A recent survey of Chief Executives of North West based Social Housing providers, carried out by housing intelligence provider Mobysoft, has revealed the extent of concern for Government’s proposed housing benefit reforms
The coalition Government revealed its plans to pay housing benefit direct to the tenant rather than the landlord last year as part of its wider welfare reforms.
All the Chief Executives questioned consider this change to be of great importance, with over 50% of respondents claiming that it is the single most important issue facing social housing providers today.
All of those surveyed believe that this reform will increase their organisation’s overall rent arrears (the amount of overall rent owed), with 90% stating that their organisation will face a significant increase.

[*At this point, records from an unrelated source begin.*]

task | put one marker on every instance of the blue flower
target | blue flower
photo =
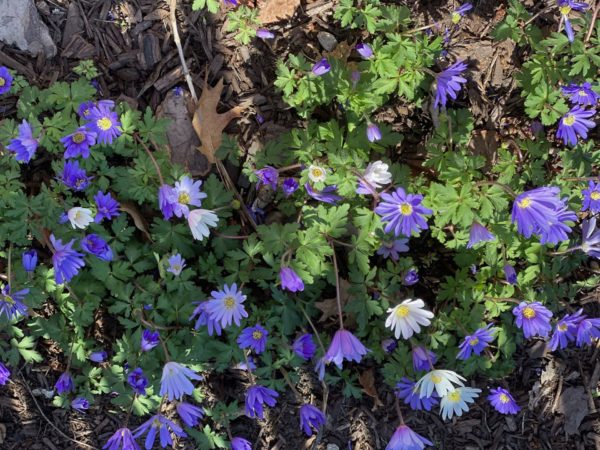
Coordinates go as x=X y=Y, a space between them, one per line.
x=95 y=245
x=253 y=337
x=79 y=143
x=24 y=145
x=175 y=381
x=402 y=212
x=66 y=261
x=256 y=397
x=106 y=207
x=161 y=425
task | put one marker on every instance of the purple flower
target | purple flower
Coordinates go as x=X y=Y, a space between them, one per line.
x=503 y=402
x=175 y=381
x=190 y=414
x=66 y=261
x=575 y=122
x=586 y=330
x=406 y=439
x=4 y=374
x=423 y=359
x=226 y=306
x=475 y=343
x=176 y=264
x=98 y=356
x=327 y=195
x=24 y=145
x=11 y=303
x=408 y=392
x=105 y=123
x=402 y=212
x=478 y=234
x=238 y=443
x=80 y=404
x=106 y=207
x=205 y=319
x=364 y=50
x=5 y=80
x=253 y=337
x=161 y=425
x=533 y=318
x=95 y=245
x=448 y=83
x=256 y=397
x=121 y=439
x=79 y=143
x=393 y=248
x=411 y=277
x=311 y=416
x=304 y=347
x=29 y=260
x=64 y=384
x=263 y=33
x=290 y=280
x=565 y=331
x=590 y=238
x=510 y=274
x=267 y=175
x=373 y=132
x=321 y=67
x=289 y=186
x=74 y=177
x=581 y=94
x=138 y=381
x=591 y=198
x=150 y=339
x=344 y=345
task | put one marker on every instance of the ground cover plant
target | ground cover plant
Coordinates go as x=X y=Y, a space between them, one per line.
x=195 y=279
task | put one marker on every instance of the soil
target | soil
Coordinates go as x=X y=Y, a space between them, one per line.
x=131 y=44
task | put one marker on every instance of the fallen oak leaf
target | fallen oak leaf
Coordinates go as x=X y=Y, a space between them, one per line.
x=208 y=123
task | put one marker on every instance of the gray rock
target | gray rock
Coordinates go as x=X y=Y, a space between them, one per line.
x=21 y=25
x=327 y=40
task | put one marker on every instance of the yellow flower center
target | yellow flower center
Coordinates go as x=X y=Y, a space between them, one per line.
x=525 y=203
x=528 y=312
x=406 y=209
x=565 y=10
x=454 y=396
x=78 y=137
x=569 y=119
x=402 y=311
x=104 y=123
x=184 y=198
x=229 y=302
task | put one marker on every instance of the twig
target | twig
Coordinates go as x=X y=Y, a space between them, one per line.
x=58 y=430
x=186 y=72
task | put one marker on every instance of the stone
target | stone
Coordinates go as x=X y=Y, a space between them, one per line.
x=21 y=25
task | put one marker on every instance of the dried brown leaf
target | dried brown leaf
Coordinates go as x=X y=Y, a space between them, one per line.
x=208 y=123
x=275 y=10
x=367 y=381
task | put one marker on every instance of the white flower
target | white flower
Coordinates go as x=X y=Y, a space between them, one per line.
x=80 y=217
x=441 y=380
x=316 y=174
x=455 y=401
x=377 y=174
x=199 y=221
x=405 y=319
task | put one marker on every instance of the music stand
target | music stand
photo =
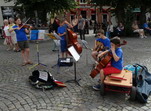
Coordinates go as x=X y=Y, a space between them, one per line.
x=34 y=36
x=56 y=37
x=85 y=45
x=76 y=57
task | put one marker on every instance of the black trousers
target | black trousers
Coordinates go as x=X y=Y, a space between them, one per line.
x=82 y=34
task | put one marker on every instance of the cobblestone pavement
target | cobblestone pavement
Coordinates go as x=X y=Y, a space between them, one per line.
x=16 y=94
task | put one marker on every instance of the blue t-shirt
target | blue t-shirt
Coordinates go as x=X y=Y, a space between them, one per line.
x=145 y=25
x=119 y=63
x=106 y=42
x=61 y=30
x=20 y=34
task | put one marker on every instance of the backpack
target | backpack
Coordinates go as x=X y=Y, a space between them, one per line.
x=44 y=80
x=143 y=83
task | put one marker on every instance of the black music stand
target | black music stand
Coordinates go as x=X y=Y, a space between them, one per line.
x=76 y=57
x=34 y=36
x=54 y=36
x=85 y=45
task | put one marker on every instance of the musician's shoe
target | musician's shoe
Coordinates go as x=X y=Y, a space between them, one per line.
x=97 y=87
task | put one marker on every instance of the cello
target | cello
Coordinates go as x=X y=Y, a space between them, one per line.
x=103 y=62
x=72 y=41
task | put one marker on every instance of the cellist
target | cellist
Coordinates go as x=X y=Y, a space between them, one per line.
x=116 y=64
x=101 y=44
x=62 y=32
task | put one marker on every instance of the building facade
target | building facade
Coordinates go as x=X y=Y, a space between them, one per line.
x=90 y=11
x=6 y=10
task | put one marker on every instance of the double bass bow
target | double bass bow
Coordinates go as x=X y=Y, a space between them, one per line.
x=103 y=62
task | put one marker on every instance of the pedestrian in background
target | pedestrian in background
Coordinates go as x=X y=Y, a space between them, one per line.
x=7 y=36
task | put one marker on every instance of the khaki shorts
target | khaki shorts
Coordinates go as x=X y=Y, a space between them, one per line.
x=23 y=45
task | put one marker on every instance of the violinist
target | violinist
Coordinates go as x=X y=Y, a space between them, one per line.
x=22 y=40
x=62 y=32
x=116 y=64
x=101 y=44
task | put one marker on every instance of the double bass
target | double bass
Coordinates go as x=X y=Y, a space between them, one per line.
x=72 y=41
x=103 y=62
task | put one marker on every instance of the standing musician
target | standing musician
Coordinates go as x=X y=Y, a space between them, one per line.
x=62 y=32
x=101 y=44
x=22 y=40
x=116 y=61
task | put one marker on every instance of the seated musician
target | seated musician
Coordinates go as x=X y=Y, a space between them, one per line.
x=62 y=31
x=101 y=44
x=116 y=64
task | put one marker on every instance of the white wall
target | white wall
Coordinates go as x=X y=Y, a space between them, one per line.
x=2 y=3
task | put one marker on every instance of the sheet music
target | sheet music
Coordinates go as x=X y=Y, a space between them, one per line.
x=74 y=53
x=43 y=75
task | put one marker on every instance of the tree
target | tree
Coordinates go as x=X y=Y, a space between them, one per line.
x=123 y=10
x=44 y=6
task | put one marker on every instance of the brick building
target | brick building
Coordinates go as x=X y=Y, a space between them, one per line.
x=90 y=12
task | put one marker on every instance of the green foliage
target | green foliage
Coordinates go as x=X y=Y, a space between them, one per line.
x=44 y=6
x=123 y=10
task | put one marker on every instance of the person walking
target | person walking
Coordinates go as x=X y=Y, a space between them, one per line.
x=7 y=36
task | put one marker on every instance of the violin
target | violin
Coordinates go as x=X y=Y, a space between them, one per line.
x=103 y=62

Housing associations rely on rent as their main source of revenue, therefore a significant increase in arrears could create financial instability.

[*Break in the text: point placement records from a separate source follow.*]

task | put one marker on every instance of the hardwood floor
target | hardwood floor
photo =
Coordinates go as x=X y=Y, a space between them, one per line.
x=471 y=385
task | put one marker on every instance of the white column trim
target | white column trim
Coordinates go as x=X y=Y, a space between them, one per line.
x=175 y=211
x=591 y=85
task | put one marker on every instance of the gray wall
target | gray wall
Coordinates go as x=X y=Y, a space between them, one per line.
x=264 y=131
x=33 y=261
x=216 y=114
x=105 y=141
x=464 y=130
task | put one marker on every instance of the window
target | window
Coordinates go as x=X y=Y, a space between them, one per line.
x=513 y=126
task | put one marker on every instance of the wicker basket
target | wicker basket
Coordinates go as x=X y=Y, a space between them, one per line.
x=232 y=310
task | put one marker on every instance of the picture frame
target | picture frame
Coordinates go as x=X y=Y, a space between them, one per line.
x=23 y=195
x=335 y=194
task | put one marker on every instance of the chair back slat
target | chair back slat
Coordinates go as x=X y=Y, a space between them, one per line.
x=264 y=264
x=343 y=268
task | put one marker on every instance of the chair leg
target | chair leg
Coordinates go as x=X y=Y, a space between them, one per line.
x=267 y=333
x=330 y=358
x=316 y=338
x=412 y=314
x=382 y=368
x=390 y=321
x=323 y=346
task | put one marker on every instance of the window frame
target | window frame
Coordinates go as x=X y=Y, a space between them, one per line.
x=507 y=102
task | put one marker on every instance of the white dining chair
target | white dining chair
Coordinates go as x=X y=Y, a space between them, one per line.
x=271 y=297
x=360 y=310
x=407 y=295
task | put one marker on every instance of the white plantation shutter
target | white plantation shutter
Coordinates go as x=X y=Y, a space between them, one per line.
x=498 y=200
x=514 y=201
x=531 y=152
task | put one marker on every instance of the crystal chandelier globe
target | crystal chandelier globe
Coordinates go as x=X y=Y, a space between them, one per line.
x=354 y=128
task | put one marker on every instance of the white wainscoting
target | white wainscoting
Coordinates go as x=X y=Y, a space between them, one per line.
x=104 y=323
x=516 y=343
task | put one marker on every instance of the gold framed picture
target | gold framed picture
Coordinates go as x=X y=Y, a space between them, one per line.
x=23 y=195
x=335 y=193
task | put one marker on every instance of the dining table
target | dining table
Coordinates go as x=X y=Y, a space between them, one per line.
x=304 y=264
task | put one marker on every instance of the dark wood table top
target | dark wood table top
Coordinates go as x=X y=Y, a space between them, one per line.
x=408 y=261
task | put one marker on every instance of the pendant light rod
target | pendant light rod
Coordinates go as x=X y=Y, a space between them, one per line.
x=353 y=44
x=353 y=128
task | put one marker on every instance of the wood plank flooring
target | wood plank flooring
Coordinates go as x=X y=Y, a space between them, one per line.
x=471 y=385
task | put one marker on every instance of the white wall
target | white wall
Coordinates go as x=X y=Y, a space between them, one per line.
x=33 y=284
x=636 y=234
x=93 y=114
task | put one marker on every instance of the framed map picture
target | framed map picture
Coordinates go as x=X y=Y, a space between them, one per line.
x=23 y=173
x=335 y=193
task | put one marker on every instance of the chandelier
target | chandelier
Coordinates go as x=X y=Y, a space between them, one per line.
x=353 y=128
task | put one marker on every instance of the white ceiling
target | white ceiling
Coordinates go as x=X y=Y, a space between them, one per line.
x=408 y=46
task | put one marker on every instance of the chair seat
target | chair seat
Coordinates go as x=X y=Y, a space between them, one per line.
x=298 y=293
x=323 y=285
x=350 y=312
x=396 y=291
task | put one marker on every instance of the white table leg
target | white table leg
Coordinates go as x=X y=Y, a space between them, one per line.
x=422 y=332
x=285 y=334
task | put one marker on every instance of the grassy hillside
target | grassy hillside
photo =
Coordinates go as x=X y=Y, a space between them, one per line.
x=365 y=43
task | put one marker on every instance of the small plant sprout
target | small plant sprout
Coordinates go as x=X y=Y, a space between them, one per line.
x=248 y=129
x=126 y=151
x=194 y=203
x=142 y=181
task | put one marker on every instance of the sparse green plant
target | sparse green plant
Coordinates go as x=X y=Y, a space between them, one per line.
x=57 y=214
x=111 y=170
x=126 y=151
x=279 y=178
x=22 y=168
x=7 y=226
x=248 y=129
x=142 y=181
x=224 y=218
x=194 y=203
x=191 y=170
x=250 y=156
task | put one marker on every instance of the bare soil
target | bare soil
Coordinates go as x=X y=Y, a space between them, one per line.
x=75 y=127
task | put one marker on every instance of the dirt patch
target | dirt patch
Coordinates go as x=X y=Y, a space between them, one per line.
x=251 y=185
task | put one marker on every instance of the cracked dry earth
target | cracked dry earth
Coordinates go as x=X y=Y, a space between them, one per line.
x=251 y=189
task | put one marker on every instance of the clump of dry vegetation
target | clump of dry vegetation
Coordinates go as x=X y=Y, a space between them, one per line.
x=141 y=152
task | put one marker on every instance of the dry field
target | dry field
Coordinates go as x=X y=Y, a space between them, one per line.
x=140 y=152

A report published last week by leading ratings agency Moody’s Investors Services, warned that plans to pay housing benefit direct to tenants would almost certainly have a negative impact on Housing Associations’ credit ratings, because paying housing benefit direct to tenants would be ‘credit negative’. This fear was echoed by Cathy Payne, a senior Department for Work & Pensions official, at the Chartered Institute of Housing’s south east conference back in March.
The findings of the Mobysoft survey supports the Moody’s report claim that the North’s housing associations are particularly at risk from this area of benefit reform because of the fragile economic conditions they operate in.

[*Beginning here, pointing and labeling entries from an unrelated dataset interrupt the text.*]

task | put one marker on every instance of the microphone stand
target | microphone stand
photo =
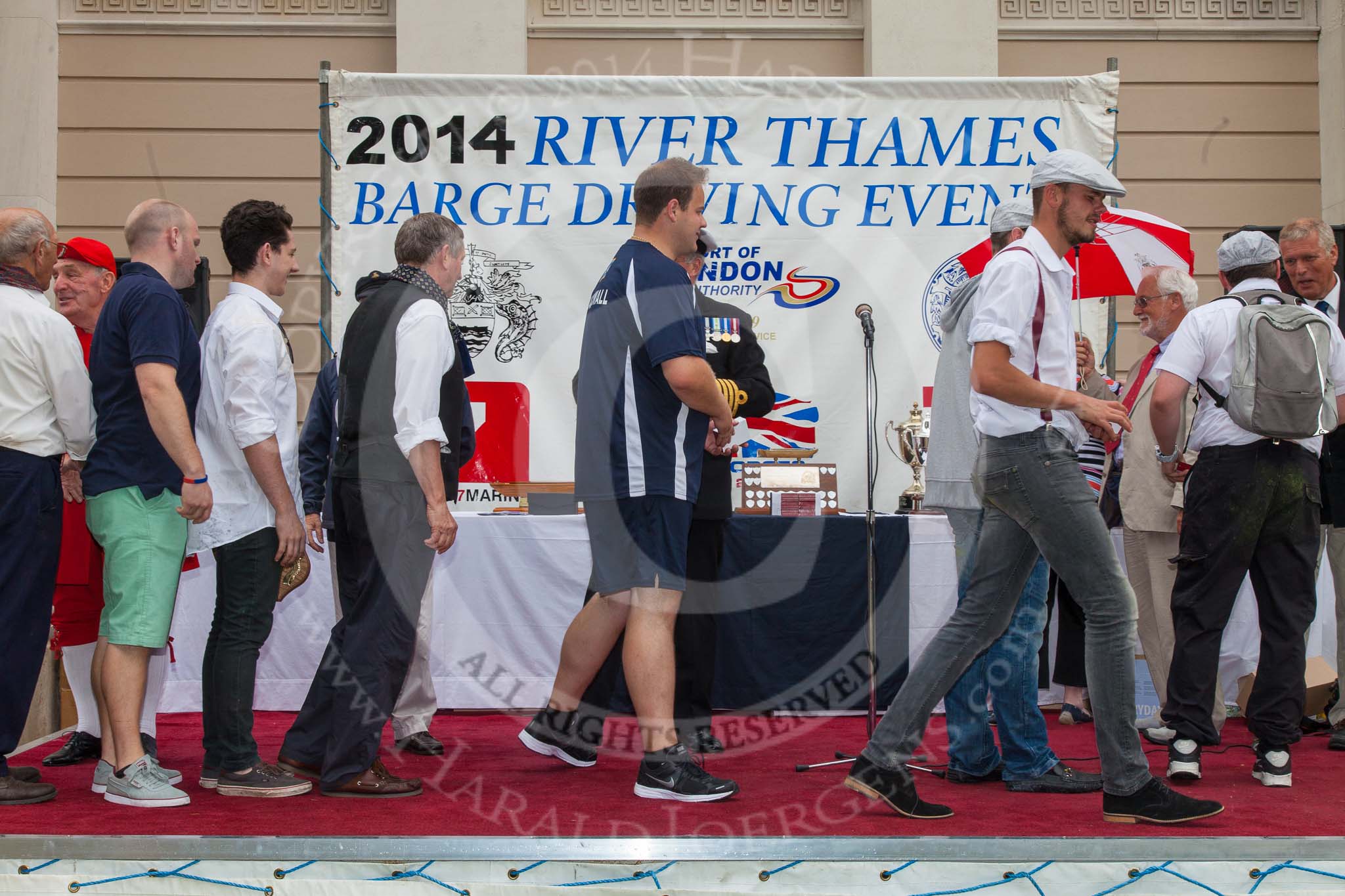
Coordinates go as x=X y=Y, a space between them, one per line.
x=871 y=539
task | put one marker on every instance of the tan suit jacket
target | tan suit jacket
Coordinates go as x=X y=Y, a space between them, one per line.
x=1149 y=501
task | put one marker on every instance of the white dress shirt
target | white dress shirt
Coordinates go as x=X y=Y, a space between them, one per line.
x=246 y=396
x=46 y=406
x=1202 y=349
x=1153 y=375
x=424 y=356
x=1003 y=309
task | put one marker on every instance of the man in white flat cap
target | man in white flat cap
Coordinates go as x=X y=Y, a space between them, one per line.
x=1252 y=504
x=1030 y=418
x=1009 y=668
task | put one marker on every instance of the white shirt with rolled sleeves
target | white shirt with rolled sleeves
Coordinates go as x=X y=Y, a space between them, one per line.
x=246 y=396
x=46 y=408
x=1202 y=349
x=1003 y=309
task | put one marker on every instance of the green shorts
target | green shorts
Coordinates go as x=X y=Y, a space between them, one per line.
x=144 y=542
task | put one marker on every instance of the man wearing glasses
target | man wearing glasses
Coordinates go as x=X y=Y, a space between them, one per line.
x=45 y=413
x=1151 y=504
x=1308 y=250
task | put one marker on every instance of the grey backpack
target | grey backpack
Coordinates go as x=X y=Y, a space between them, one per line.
x=1281 y=386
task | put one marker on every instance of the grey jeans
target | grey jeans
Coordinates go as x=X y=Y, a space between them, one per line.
x=1036 y=500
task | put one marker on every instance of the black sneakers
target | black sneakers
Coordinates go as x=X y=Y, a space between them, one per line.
x=673 y=774
x=1273 y=767
x=1184 y=759
x=552 y=734
x=1157 y=805
x=894 y=789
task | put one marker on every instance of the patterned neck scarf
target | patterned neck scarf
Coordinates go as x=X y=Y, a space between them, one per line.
x=418 y=278
x=15 y=276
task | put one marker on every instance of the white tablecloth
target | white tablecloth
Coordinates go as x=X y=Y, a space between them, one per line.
x=510 y=586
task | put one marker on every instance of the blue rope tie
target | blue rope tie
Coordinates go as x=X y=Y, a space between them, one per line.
x=327 y=214
x=1007 y=878
x=514 y=874
x=887 y=875
x=639 y=875
x=1279 y=867
x=76 y=885
x=420 y=872
x=282 y=872
x=327 y=151
x=327 y=274
x=767 y=875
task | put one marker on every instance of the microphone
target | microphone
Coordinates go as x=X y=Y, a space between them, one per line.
x=865 y=314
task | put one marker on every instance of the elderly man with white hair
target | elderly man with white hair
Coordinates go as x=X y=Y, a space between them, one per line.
x=1151 y=504
x=45 y=412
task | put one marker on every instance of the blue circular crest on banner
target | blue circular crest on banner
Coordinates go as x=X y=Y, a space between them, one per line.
x=946 y=278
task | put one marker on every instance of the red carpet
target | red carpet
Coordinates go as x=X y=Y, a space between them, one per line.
x=490 y=785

Matthew Gardiner, Chief Executive of North West based Trafford Housing Trust, said: “The payment of housing benefit direct to landlords is one of the key features of the current system of financing social housing. While making tenants directly and personally responsible for securing the means through which they pay their rent is attractive as a means of reducing a dependency culture, proposals to do this without protecting association’s cash flow and their standing with the lending community could ultimately prove counter-productive.
“The North West already faces the added pressure of having been disproportionately affected by the recession, therefore it’s imperative we tackle issues facing our organisations head on, and one of the ways we can do this is by investing in cutting edge innovation.”
Derek Steele, Managing Director of Mobysoft, said: “As a North West based specialist supplier to housing we wanted to engage with the regions social landlords. Mobysoft assists social landlords with rent collection so our services must reflect a rapidly evolving market.”
Matthew Gardiner will be examining how housing should be utilising innovation at the ‘Progress North West’ leadership seminar, taking place on Tuesday 10th May.